The race to reduce child mortality

Decreasing child mortality over the past 25 years, under five years of age, has been remarkable but insufficient. In low-income countries, infants are at an increased risk of dying following hospitalisation, regardless of their illness, with an estimated risk ranging between 3 and 13% in the month following discharge.

Therefore, the challenge is to identify those children that are at a higher risk in order to follow them up closely after discharge, and thereby avoid a considerable number of paediatric deaths.
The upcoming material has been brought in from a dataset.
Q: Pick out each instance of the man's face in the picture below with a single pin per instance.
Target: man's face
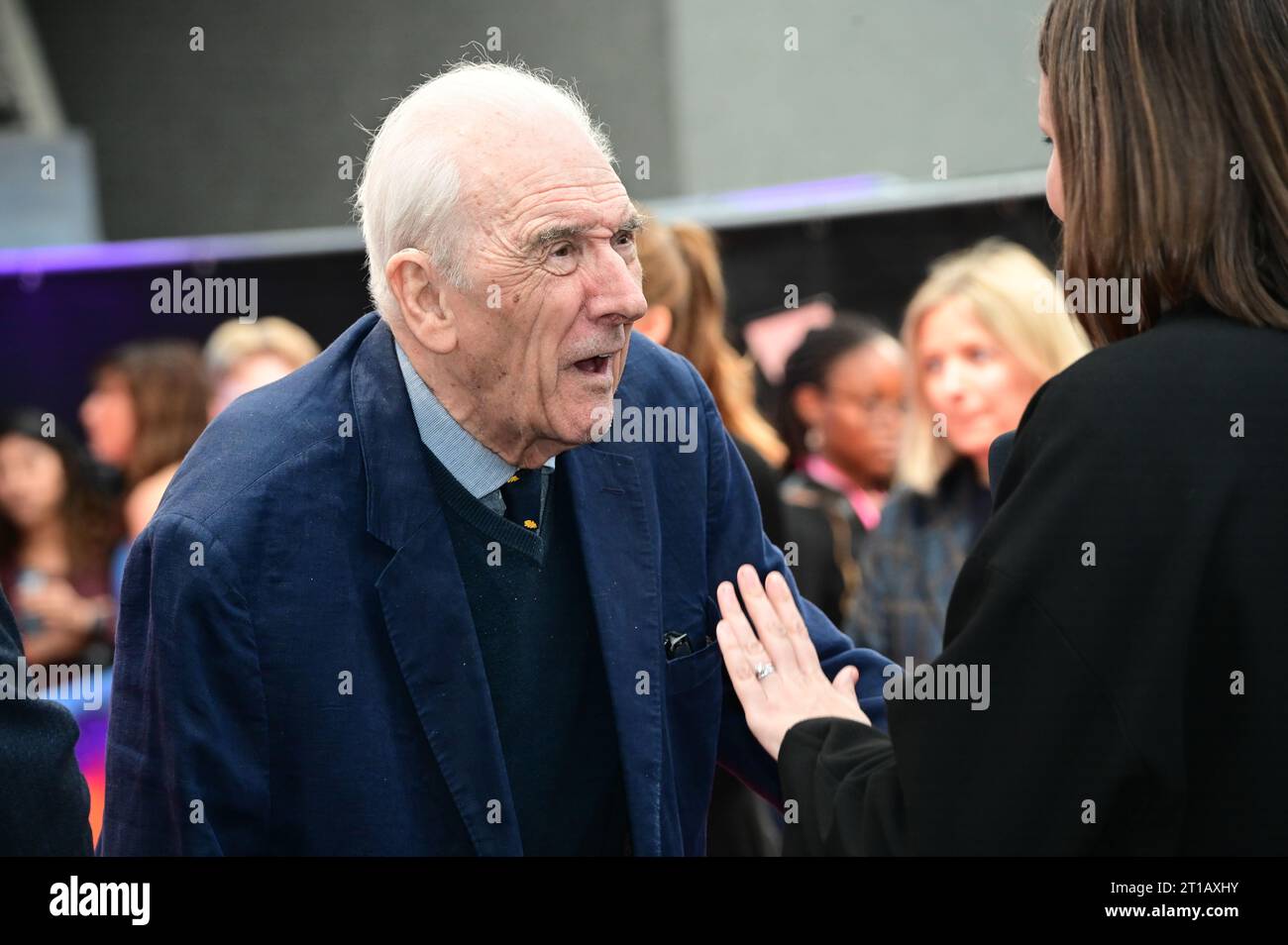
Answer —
(554, 283)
Lola Madrid, ISGlobal researcher and first author of the study explains: “This is the largest study performed to date to evaluate mortality three months following hospital discharge in a rural area of a low-income country.”

Average mortality after discharge is high

More than 20,000 paediatric hospital admissions over almost 20 years were analysed in the district hospital of Manhiça, Mozambique, where almost half of the population is under 15 years of age. The researchers determined mortality during the first, second and third month after hospital discharge, and looked for indicators that would allow to identify children at higher risk of dying.

With half of the deaths occurring within the first 30 days, the results show that the average child mortality after discharge is still high (3.6%). The risk is highest in babies under three months of age and decreases progressively with age.

This study also acts as a series of clinical parameters i.e. analysing malnutrition, diarrhoea, clinical pneumonia etc., therefore allowing to identify those children at highest mortality risk. Using all or some of these variables, the team used a series of predictive models capable of identifying up to 80% of children at risk of dying after discharge.

As a result, the children identified could benefit from a close follow-up during the first 30 days by community health workers or receive preventive antimicrobial therapies.

Quique Bassat, ICREA researcher and study coordinator concludes: “If these simple models, based on easy-to-obtain parameters like those used in our study, are validated in other contexts, they could represent a valuable tool to save neonatal and infant lives in countries with a high burden of child mortality.”